Если заводские трудности вызывали в Базанове непреодолимое чувство страха, подобное тому, какое испытывал он в отношении школьного токарного станка ДИП-200, то деловые письма, сочинять которые он не любил и не умел, приводили его порой в бешенство — особенно после памятного визита в главк. Письма писал Рыбочкин, а Базанов визировал, не читая.

— Все равно бесполезно, — ворчал он, отшвыривая листок. И как бы между прочим справлялся: — Это о чем?

Рыбочкин коротко передавал суть письма, сочинял следующее, отвечал на очередное, составлял график работы сотрудников на овощебазе. Постепенно выполнение всех административных обязанностей в лаборатории легло на плечи Игоря. Базанов ездил за границу, Базанов болел, Базанов лечился, Базанов переживал творческий кризис, а Игорь вкалывал.

Но поначалу с присущим ему энтузиазмом профессор сам взялся «пробить» оборудование для новой лаборатории. Имевшееся годилось лишь для исследований, которые они, по существу, уже завершили, — для снятия верхнего слоя, сладкой пенки, получившей впоследствии название «эффекта Базанова». Дальше со старым оборудованием делать было нечего, поскольку открытия второй «термодинамической химии» не предвиделось.
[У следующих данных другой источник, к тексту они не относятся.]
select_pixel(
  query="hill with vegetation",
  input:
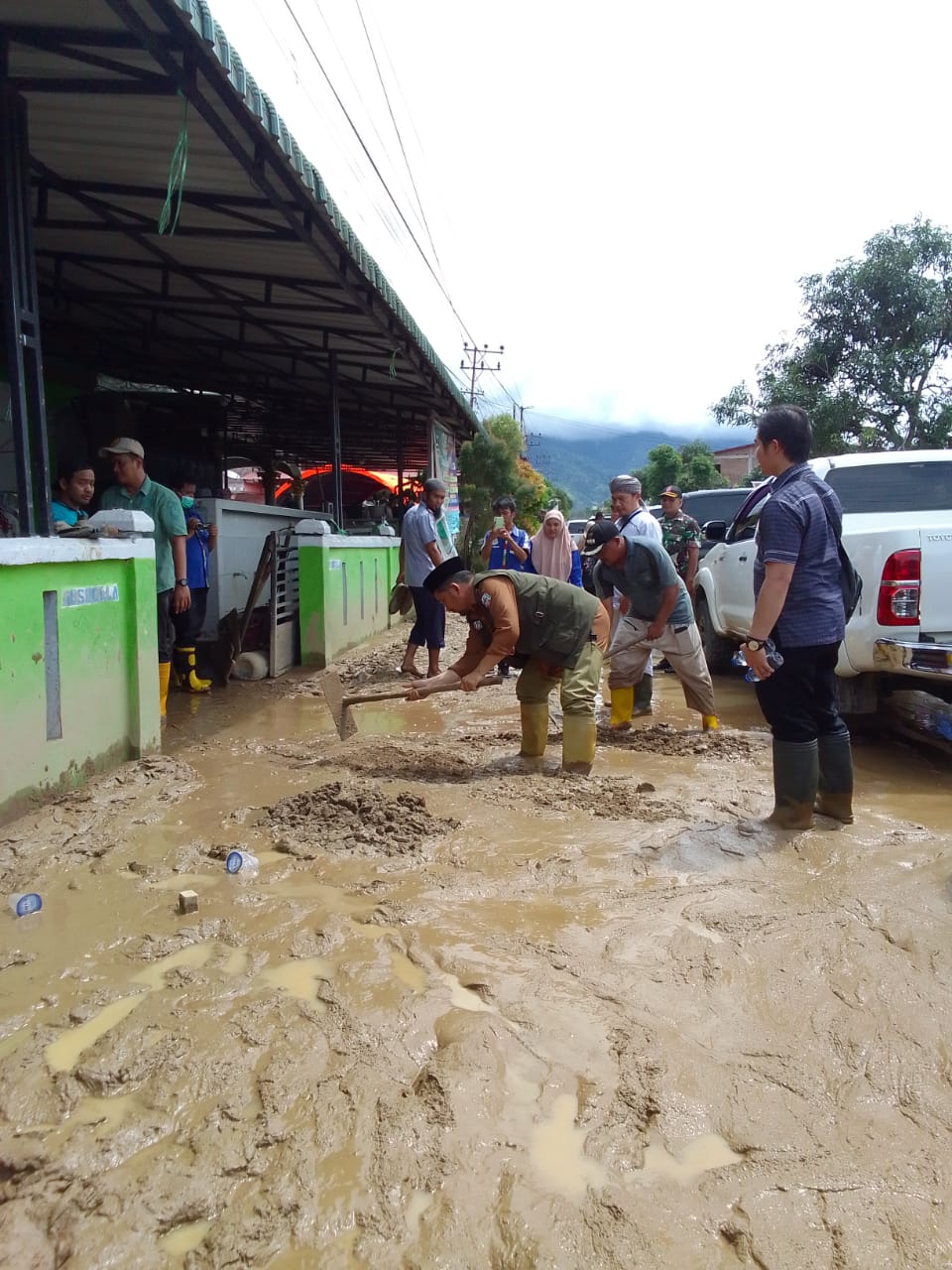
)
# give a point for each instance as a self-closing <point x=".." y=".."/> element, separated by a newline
<point x="583" y="463"/>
Заказывать приборы обычным путем значило ждать несколько лет (причем, скорее всего, безрезультатно). Нужно было не ждать, а брать, добывать, выгрызать зубами. Для этого имелись определенные, предусмотренные существующим порядком возможности.

Подготовив проект соответствующего письма, Базанов отдал его на визу Январеву, потом — заместителю директора. Заместитель директора потребовал визы начальника отдела снабжения. Начальник отдела снабжения не стал подписывать без визы руководителя группы контрольно-измерительных приборов. Потом начались замечания, исправления — в каждой инстанции свои, — и всякий раз проект письма неизменно возвращался к Базанову, который исправлял, дополнял, перепечатывал, вновь отдавал на визы.